Let us suppose that $\forall x \exists \alpha\exists f$ such that $f: \alpha\xrightarrow{}x$ where $f$ is bijection. Mark this property with $*$.
I have to show that this implies Axiom of Choice.
I have been given the proof in my lecture notes, but I don't get one part of it.
Namely, the proof is given by:
Let the set $x$ consist of nonempty pairwise disjoint elements. Apply $*$ to $\cup x$.
Take an ordinal $\alpha$ and a function $f:\alpha\xrightarrow{}\cup x$. Define a choice set $z$ for $x$ by setting
$z=${$f(y) | \exists u \in x (f(y) \in u \wedge \forall w<y$ $f(w) \notin u)$}.
So $z$ chooses for every $u \in x$ that $f(y) \in u$ with $y$ minimal.
And here the proof ends.
My problem is next,
I don't get how the above implies that for EVERY $u$, $z$ chooses if by definition of $z$ we only know that there exists such $u$. Also, how this implies that for every $u \in x$, $z \cap u$ is singleton (from the way how we define AC.)
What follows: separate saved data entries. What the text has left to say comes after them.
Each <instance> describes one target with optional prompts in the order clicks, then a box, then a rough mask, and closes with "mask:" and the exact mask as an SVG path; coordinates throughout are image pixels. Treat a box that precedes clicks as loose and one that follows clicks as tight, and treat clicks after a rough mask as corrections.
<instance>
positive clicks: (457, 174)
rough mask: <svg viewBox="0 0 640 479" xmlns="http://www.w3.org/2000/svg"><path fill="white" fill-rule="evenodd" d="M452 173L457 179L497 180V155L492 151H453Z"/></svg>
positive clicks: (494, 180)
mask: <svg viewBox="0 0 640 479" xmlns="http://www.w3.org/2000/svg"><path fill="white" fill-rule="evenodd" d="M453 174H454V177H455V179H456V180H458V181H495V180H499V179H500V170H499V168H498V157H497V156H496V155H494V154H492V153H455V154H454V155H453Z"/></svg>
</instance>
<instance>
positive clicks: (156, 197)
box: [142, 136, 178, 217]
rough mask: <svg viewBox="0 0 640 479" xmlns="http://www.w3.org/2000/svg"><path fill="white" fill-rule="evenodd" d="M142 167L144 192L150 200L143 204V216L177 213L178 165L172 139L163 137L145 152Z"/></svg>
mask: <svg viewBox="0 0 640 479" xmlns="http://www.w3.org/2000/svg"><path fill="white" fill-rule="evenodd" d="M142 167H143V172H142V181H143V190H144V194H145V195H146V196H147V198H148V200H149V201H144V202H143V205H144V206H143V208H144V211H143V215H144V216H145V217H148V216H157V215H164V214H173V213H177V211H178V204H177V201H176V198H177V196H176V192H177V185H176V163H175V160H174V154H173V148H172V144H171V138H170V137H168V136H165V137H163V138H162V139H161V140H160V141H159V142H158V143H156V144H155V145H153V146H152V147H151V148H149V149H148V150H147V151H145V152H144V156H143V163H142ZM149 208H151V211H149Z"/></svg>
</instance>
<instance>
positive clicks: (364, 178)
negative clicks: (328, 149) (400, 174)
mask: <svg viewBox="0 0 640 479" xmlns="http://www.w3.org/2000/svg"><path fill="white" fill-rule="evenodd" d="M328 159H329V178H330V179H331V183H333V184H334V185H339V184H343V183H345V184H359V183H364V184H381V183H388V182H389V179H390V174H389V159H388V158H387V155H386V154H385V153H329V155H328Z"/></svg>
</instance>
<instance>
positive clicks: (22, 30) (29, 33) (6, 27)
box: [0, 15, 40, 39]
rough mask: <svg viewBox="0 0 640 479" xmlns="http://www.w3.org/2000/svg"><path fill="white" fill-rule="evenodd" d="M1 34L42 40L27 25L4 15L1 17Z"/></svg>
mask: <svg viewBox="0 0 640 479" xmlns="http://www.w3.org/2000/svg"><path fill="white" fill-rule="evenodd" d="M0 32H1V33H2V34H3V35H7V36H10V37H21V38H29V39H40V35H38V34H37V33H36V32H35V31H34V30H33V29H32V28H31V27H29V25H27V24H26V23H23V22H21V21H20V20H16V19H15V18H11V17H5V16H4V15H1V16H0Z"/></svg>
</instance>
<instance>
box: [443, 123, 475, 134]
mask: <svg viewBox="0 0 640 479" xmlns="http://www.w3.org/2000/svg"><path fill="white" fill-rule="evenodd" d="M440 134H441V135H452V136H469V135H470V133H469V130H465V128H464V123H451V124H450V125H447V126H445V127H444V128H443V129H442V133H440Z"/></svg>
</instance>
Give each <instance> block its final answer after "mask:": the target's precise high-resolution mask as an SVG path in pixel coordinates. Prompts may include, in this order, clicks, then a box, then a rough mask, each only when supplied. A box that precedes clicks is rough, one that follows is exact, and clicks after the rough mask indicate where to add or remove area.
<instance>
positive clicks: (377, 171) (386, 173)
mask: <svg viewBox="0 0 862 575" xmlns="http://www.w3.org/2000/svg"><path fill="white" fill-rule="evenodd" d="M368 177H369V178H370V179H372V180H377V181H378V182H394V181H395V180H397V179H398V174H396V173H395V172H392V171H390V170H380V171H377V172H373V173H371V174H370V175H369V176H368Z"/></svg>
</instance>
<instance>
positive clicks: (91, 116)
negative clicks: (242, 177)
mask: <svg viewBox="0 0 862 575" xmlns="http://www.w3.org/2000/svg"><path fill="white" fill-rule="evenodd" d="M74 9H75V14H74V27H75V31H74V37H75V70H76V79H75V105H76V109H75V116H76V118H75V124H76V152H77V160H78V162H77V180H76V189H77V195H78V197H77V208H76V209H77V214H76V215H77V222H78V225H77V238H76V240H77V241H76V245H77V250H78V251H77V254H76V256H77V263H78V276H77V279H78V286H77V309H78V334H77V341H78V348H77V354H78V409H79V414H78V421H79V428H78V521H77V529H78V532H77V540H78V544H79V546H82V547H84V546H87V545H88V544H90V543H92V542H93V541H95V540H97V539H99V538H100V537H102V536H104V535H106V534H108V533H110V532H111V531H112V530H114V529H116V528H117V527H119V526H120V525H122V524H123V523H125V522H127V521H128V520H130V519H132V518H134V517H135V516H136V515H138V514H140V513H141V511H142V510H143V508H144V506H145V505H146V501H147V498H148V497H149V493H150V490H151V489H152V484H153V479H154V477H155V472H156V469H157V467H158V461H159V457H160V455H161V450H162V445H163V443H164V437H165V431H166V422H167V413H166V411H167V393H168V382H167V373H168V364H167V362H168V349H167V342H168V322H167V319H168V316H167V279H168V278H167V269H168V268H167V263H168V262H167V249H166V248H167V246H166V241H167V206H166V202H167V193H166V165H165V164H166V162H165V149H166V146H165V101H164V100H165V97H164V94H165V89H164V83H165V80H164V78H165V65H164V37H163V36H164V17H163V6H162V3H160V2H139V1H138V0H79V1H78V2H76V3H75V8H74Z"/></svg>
By the way, we defined AC as the statement:
$\forall x(\emptyset \notin x\wedge \forall u,v \in x (u\neq v \implies u \cap v = \emptyset) \implies \exists z \forall u \in x \exists w$ $ u \cap z =${$w$}$)$
The AC as you've defined it says that if $x$ is a family of non-empty ($0 \not \in x$) and pairwise-disjoint sets ($u \neq v \Rightarrow u \cap v = \emptyset$), then there exists a set $z$ such that $u \cap z$ is singleton for every $u \in x$. Now supposing the hypothesis has obtained, i.e. supposing $x$ is a family of pairwise-disjoint nonempty sets, then we need to show we've constructed $z$ with the property you've described. Let's define a bijection $g : x \to z$ by $$g(u) = f( \min \{ y \in \alpha : f(y) \in u \} ) .$$ We can check that $g(u) \in z$, where $z$ is as you described it earlier, by noting that $g(u) = f( \min \{ y \in \alpha : f(y) \in u \} ) \in u$, and if $w < \min \{ y \in \alpha : f(y) \in u \}$ then $f(w) \not \in u$.
Now we check that $u \cap z$ is exactly the singleton $\{ g(u) \}$. Evidently $g(u) \in u \cap z$, but assume for contradiction that there existed $a \in z$ such that $a \neq g(u)$ and $a \in u \cap z$. Then if we set $f(y') = g(u) , a = f(y'')$, we have two options: either $y' > y''$, or $y' < y''$. The former is excluded because this would contradict that $y' = \min \{ y \in \alpha : f(y) \in u \}$; as for the latter, this would contradict that $a \in u$, as we'd have that there exists $w < y''$ such that $f(w) \in u$, namely $w = y'$. Thus we have that $u \cap z = \{ g(u) \}$ and nothing else.